From: Mike (mike.dev_at_[hidden])
Date: 2020-02-25 09:00:03
> Gesendet: Montag, 24. Februar 2020 um 17:00 Uhr
> Von: "Kostas Savvidis via Boost" <boost_at_[hidden]>
> > On Feb 24, 2020, at 12:34, Mike via Boost <boost_at_[hidden]> wrote:
> > I can't speak for the boost community, but I guess another big question mark is probably
> > long term support and response to security vulnerabilities.
> +1 --- If it is not written by people with academic credentials in cryptography
> and does not come with an independent
> security audit from the same it should be a clear no go.
I have to wonder though: Did/does Openssl/libressl actually satisfy those criteria?

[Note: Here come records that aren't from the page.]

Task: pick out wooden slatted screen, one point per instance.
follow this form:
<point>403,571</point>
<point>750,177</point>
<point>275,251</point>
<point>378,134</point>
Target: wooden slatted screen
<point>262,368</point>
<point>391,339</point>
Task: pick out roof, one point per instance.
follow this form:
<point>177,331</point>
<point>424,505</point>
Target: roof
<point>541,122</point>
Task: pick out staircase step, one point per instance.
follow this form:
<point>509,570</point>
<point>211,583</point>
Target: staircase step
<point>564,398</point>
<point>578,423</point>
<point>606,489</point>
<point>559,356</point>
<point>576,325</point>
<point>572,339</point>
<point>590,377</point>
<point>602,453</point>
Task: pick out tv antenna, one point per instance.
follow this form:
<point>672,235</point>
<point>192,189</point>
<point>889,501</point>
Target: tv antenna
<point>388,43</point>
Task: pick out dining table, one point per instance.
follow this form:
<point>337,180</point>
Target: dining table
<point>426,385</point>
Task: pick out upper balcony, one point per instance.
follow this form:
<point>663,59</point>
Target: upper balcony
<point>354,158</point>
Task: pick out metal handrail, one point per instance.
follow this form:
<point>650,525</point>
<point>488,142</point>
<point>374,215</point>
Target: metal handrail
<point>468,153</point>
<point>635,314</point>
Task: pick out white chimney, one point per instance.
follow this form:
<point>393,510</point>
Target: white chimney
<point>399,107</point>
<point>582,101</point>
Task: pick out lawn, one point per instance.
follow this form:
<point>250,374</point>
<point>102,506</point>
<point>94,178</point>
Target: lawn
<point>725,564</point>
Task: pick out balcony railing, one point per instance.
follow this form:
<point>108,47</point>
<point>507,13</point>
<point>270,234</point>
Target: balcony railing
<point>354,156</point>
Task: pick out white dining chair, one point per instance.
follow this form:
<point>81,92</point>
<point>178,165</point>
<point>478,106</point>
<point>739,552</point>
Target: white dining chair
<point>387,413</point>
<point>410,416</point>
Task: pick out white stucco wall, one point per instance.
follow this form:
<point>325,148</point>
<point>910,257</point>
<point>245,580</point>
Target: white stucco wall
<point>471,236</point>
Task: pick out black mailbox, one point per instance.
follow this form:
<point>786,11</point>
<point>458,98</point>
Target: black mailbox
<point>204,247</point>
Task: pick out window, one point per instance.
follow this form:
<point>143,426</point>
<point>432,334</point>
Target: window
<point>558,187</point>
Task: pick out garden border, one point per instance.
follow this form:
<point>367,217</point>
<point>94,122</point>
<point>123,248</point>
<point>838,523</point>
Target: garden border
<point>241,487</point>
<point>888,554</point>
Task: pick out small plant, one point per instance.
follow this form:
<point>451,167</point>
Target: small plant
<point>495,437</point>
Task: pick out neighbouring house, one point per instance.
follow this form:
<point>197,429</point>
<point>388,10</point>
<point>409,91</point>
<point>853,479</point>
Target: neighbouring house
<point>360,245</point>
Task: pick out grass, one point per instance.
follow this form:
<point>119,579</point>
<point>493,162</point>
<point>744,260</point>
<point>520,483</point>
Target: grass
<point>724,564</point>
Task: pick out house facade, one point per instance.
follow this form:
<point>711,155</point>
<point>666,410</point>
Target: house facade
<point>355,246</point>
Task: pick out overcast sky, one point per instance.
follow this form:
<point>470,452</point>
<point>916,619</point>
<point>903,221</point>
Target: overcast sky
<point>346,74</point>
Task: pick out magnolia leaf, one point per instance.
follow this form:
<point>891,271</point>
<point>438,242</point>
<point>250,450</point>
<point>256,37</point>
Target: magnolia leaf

I mean, we are (hopefulley) not talking about inventing new crypto algorithms, but
rather have a new implementation for existing ones. I'm not sure, if you really need
a degree in cryptology to write one (unless the specs are so complicated that no one
else can understand them of course). I'm much more concerned with e.g. avoiding
the likes of heartbleed and making sure one has a true source of random numbers.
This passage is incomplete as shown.